09. pelanggaran

21 7 1
                                    

Tok! Tok! Tok!

Suara seseorang mengetuk pintu kamar Cia membuat sang empunya menoleh, gadis itu lanjut membenarkan dasinya. Ia sama sekali tak ak mengubris panggilan dari balik pintu tersebut.

Mendengar tak adaa sahutan dari dalam sana, sang kakak berinisiatif membuka nya. Ia mengintip dari celah pintu melihat adiknya terlihat murung tak seperti biasanya.

"Dek... Kakak udah buatin roti, sama susu di bawah" ucap Jihan dengan senyuman lebar tetapi Cia hanya terdiam. Hal itu sontak membuka Jihan mengerucutkan bibirnya.

"Kenapa sih Ci? Kamu marah sama kakak?" tanyanya kepada Cia, gadis itu tak menjawab malah sibuk memakai jaketnya dan mengambil tas hitamnya.

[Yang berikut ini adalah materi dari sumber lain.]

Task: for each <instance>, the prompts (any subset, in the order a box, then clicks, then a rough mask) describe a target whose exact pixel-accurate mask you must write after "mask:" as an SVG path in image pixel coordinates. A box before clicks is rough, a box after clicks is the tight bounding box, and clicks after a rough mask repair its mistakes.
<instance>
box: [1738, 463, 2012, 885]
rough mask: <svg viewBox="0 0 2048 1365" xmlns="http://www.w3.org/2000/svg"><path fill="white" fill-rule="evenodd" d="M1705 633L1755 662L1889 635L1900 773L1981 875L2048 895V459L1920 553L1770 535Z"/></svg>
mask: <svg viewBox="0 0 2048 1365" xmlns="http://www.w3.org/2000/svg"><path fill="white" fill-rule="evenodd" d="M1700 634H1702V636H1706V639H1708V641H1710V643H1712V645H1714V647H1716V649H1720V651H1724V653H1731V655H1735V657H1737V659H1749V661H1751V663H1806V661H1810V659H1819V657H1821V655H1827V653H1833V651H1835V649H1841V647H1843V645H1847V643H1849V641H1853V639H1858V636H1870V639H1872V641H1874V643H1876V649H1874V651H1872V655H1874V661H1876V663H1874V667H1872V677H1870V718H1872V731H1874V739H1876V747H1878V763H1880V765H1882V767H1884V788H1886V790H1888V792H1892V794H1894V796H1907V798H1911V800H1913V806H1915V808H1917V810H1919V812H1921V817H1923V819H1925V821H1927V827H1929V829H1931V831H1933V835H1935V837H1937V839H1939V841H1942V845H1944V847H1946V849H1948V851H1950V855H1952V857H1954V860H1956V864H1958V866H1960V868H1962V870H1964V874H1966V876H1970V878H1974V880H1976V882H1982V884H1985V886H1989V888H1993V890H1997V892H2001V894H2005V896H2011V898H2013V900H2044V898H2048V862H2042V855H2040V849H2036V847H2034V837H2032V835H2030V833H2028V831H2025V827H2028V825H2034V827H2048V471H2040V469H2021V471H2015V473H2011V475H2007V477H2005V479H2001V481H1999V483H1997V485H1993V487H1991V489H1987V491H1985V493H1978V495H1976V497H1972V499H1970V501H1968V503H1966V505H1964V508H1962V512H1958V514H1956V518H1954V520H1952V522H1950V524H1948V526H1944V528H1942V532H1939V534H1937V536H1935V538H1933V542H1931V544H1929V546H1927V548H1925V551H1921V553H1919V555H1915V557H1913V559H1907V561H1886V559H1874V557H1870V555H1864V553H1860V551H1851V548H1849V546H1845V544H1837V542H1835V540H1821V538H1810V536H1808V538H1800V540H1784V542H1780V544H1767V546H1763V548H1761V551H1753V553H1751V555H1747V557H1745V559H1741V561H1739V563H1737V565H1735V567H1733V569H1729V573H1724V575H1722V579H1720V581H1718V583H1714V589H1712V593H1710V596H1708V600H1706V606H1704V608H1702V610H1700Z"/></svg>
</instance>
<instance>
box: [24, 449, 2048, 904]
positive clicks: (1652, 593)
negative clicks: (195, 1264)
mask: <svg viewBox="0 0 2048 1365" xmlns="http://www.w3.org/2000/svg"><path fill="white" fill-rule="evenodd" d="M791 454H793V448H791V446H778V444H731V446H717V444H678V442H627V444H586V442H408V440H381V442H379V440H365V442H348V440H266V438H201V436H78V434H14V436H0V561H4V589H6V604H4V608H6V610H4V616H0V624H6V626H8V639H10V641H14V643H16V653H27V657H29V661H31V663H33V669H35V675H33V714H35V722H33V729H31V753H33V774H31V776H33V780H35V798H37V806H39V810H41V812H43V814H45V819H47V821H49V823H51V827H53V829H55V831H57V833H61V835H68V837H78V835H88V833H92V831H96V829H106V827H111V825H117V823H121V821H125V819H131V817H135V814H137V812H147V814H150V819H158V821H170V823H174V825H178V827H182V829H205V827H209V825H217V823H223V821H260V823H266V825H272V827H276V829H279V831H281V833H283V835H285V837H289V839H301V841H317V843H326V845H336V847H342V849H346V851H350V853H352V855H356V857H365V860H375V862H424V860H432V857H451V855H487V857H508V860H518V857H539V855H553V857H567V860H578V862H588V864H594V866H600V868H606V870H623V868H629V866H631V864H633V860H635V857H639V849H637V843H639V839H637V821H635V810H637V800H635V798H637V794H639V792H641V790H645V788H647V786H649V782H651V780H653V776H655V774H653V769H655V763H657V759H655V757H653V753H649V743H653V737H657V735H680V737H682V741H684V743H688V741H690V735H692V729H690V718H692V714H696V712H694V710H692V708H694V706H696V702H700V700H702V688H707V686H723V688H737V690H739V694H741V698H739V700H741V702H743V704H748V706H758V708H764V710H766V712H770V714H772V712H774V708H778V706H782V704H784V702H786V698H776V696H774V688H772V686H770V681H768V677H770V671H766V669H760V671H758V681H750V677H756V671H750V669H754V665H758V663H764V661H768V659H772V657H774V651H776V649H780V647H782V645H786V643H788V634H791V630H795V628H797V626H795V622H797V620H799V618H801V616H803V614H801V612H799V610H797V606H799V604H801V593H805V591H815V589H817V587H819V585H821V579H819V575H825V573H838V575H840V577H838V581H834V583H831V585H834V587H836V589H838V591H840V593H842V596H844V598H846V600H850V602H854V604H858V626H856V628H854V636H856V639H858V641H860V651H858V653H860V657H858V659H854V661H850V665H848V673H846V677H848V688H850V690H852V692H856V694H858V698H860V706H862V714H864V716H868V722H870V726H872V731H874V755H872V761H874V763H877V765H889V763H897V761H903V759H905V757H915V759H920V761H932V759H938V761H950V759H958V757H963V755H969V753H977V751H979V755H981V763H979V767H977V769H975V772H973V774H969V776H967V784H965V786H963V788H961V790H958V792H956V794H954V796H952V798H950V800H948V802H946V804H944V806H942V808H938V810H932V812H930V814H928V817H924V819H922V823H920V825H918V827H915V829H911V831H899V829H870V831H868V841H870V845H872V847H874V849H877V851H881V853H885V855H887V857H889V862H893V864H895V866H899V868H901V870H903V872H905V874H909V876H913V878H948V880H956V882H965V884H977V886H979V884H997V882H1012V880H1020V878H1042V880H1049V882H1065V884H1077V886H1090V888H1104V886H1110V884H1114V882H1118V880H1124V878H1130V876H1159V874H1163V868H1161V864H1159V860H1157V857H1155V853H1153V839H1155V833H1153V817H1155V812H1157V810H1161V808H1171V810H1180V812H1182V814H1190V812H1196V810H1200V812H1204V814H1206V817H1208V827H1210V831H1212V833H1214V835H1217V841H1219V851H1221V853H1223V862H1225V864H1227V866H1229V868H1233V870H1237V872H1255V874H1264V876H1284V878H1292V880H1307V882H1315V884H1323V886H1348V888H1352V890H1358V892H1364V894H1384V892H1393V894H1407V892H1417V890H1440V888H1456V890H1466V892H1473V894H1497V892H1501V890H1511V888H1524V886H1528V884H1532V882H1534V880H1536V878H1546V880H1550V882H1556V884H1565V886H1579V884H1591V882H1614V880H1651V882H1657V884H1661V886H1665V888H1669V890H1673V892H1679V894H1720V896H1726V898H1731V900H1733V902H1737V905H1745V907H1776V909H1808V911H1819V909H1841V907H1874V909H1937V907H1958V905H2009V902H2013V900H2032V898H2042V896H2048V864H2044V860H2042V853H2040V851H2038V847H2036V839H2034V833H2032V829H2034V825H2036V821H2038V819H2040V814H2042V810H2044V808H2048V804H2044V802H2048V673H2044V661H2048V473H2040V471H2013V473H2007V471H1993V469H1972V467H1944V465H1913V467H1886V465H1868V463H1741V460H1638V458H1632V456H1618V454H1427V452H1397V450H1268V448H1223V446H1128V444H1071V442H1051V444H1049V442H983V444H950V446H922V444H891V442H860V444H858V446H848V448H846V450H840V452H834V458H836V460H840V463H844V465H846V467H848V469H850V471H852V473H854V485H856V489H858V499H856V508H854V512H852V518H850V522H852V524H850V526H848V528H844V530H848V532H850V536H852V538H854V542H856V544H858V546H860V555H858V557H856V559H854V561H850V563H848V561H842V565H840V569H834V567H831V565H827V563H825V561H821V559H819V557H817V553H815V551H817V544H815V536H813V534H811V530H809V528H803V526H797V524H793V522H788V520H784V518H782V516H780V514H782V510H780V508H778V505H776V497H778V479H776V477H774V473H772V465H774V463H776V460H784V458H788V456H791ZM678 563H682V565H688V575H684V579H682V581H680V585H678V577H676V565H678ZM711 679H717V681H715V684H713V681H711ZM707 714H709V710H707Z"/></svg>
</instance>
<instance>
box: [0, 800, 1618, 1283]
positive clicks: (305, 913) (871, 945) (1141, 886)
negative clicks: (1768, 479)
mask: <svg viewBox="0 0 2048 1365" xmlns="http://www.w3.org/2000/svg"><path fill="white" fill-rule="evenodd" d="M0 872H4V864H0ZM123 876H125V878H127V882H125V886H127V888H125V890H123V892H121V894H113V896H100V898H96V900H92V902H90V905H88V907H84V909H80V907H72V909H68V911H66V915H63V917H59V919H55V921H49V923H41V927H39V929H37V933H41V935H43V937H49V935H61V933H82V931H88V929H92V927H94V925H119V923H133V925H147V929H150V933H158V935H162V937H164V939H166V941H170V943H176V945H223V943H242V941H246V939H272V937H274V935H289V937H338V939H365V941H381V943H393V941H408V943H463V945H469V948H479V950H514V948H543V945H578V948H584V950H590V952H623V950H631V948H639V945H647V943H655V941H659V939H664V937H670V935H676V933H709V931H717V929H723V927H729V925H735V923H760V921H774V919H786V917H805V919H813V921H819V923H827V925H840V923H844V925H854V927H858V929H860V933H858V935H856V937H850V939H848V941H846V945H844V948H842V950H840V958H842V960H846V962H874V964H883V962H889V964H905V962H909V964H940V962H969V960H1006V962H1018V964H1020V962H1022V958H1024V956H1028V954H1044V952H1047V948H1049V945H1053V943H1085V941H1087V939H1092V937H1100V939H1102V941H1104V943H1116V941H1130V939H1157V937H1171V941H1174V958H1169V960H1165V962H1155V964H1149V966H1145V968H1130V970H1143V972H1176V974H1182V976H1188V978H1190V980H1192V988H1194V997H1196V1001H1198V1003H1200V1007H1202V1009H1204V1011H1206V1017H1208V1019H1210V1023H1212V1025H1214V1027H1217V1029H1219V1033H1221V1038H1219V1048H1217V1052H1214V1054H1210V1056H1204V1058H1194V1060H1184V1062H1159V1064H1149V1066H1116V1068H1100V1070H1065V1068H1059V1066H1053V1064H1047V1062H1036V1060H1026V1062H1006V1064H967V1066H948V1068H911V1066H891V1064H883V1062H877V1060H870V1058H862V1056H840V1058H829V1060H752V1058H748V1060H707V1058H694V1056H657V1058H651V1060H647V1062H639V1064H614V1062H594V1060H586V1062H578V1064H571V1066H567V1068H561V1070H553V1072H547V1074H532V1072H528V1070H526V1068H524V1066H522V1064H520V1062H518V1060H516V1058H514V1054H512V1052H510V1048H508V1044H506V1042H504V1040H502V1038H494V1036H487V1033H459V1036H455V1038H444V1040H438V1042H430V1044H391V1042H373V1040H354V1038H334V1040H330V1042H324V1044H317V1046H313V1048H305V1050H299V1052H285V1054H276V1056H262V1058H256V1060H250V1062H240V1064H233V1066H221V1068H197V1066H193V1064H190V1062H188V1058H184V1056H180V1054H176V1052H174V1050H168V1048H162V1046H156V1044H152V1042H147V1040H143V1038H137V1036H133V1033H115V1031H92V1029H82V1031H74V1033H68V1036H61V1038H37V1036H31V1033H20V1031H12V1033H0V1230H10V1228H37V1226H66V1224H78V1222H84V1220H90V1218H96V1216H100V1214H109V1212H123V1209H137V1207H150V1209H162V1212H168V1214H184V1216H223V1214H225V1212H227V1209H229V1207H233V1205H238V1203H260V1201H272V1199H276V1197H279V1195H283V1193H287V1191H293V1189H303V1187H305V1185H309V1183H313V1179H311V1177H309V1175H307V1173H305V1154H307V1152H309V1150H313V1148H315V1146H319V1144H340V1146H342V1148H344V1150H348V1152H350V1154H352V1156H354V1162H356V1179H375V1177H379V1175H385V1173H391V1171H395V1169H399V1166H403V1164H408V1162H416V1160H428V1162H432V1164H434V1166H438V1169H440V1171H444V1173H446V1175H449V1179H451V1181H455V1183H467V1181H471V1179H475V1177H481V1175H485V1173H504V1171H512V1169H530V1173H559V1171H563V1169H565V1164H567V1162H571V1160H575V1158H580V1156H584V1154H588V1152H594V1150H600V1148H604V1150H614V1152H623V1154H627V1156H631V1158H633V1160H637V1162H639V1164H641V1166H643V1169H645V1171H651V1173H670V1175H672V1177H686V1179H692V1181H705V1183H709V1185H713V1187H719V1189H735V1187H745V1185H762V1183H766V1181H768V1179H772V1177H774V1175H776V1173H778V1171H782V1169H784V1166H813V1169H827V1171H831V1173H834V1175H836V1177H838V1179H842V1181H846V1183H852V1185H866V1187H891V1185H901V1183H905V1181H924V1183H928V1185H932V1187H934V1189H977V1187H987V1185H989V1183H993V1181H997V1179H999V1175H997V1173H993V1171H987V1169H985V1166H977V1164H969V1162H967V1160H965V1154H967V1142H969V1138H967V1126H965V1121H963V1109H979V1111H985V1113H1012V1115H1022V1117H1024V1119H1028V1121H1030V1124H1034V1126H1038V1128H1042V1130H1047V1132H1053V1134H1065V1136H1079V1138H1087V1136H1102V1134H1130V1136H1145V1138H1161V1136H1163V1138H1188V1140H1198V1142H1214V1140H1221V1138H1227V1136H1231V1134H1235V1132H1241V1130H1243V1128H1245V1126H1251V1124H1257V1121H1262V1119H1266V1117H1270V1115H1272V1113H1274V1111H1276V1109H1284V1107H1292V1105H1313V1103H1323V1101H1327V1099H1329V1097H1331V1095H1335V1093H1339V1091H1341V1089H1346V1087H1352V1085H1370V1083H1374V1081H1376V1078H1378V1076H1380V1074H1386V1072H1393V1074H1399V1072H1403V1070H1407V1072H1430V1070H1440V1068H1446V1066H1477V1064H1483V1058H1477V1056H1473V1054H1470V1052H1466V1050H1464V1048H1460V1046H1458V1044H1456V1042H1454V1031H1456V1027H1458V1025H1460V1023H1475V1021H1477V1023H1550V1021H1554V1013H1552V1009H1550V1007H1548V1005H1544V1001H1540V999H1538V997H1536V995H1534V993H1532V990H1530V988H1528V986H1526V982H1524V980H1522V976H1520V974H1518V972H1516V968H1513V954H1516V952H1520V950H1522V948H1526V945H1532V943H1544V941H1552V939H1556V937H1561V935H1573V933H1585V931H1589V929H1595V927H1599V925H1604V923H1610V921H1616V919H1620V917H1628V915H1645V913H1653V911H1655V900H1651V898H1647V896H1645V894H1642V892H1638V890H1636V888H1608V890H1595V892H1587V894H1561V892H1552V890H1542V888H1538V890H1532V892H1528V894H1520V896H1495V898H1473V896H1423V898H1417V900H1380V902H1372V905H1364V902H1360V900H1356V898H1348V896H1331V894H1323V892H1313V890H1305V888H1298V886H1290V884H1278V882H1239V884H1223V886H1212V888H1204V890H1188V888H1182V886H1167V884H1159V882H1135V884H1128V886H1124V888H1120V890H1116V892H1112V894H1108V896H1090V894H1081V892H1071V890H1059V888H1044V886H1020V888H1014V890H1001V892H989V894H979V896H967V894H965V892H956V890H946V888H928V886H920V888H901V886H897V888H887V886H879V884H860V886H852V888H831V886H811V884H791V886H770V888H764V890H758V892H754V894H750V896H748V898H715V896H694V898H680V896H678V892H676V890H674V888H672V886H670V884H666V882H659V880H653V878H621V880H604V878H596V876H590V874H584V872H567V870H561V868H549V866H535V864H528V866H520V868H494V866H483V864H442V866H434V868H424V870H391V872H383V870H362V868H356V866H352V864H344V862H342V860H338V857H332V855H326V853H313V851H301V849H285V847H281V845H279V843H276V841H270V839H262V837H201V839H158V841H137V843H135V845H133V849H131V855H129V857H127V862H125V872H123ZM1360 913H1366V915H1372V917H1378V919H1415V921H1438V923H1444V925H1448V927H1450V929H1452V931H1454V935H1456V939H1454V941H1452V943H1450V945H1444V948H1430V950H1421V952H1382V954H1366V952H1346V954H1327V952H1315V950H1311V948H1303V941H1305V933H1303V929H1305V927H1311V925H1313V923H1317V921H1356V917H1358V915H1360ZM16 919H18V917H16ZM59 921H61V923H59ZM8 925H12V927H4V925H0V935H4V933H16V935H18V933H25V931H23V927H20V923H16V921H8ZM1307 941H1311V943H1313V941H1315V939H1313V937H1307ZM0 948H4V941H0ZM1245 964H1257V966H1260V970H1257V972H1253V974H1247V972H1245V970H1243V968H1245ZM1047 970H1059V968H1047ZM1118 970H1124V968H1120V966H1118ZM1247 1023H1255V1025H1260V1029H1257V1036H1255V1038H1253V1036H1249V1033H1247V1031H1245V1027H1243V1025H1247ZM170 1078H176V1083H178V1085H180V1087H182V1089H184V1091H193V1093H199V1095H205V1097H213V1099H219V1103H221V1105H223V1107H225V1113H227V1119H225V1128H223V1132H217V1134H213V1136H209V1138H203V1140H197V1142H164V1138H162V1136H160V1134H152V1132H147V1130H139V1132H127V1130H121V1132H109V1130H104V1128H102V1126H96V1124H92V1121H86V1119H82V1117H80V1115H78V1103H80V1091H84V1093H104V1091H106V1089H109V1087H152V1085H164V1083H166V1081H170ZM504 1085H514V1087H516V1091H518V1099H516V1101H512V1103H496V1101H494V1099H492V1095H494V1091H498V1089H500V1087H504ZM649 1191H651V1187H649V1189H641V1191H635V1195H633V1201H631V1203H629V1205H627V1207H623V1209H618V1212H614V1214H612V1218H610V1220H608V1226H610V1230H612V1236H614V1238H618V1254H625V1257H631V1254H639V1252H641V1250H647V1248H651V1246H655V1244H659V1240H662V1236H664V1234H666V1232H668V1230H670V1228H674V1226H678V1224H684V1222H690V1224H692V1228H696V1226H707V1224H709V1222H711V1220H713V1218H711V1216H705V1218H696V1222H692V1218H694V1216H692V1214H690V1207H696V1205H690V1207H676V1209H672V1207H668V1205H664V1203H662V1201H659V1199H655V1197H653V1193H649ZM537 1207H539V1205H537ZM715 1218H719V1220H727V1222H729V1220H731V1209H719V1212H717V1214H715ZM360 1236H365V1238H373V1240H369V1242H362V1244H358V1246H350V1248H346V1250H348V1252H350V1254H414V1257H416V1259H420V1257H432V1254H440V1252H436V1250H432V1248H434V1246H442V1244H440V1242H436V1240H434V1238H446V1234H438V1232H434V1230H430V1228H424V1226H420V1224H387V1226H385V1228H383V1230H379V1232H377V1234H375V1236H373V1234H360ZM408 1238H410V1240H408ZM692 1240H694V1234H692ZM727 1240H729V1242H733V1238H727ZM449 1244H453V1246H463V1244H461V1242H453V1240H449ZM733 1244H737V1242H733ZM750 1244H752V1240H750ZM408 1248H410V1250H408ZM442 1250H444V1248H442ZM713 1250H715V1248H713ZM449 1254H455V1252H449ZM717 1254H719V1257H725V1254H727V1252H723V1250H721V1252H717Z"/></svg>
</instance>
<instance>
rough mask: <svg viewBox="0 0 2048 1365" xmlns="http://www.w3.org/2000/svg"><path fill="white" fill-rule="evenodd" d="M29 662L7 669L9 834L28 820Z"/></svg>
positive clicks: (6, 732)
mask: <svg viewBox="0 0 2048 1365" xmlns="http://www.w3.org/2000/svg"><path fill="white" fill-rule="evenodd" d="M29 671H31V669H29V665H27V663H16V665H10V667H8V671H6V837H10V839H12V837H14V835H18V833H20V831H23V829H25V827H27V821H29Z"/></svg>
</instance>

"Menurut lo?" Cia bertanya balik, sungguh ia tak ingin marah untuk sekarang. Tetapi mengingat kemarin kakaknya tak memberitahukan nya tentang halaman akan di rombak membuat ia menjadi kesal.

"Ya gimana kakak bisa tau kalo kamu ga ngomong," ujarnya dengan nada heran tetapi Cia menatapnya tajam. "Kenapa kemarin Kakak gak bilang ke Cia kalo taman depan mau di renovasi? kakak tau kan itu tempat favorit kita sama mama?!" jelasnya.

Hal itu membuat Jihan menghela nafasnya pelan. "Bisa gak kamu jangan kayak anak kecil, masalah itu doang loh, lagian nanti bakalan di bikin lebih bagus lagi"

"Iya sampe dihancurin, dibikin bagus buat ngerayain ulang tahun anak kesayangan papa!" ujar gadis itu penuh tekanan dan melanjutkan langkah nya menuruni anak tangga.

"Valencia!"

Panggilan dari Jihan tak membuat gadis itu menghentikan langkahnya, justru ia malah berjalan keluar rumah, tanpa sarapan seperti pagi-pagi biasanya.

Ia berjalan ke depan, dengan wajah datar, sesekali ia menatap beberapa tukang tengah mengerjakan pekerjaannya, para tukang tersebut tersenyum bahkan menyapa nya tetapi Cia angkuh, ia tak membalasnya lantaran kesal dengan se isi rumahnya.

Cia tau, mereka hanya sebagai pekerja. Dan tak seharusnya gadis itu ikut membenci mereka. Hanya saja Cia merasa sakit hati, mungkin gadis itu harus pergi dari sini dan segera menenangkan hati nya di sekolah untuk sementara.

Tetapi Cia menghentikan langkahnya, saat melihat seorang gadis dengan seragam dan cardigan yang tak asing dilihatnya, sedang berbicara dengan laki-laki mengenakan motor ninja.

"Celin? Ngapain dia sama cowok?"

Matanya melotot. Cia menunduk, lalu berjalan mengendap-endap ke depan agar melihat lebih jelas siapa yang sedang Celin temui.

Tetapi, ia sama sekali tak mengenalinya, hingga niat jahat pun muncul di otak gadis itu. Ia mengambil ponsel, lalu memotret mereka berdua dengan harapan Papanya akan marah melihat foto tersebut.

Karena mengingat Papanya dulu sempat memarahinya saat Cia kepergok berpacan. Papanya membandingkan dia dengan Celin.

Dan berkata bahwa Celin tidak pernah memikirkan tentang cinta, apalagi untuk berpacaran itu tidak akan pernah karena dia hanya fokus pada sekolah nya. Arman juga melarang Celin untuk berpacaran agar study nya tidak terganggu.

Tetapi apakah setelah melihat foto ini, opini papanya akan tetap sama?

Saat asik memotret Celin menoleh membuat Cia kalang kabut, dia bersembunyi di belakang tong sampah dengan wajah panik.

Tetapi beruntung nya, gadis itu tak melihat nya dan Celin pun segera menaiki motor laki-laki terebut dengan sangat laju.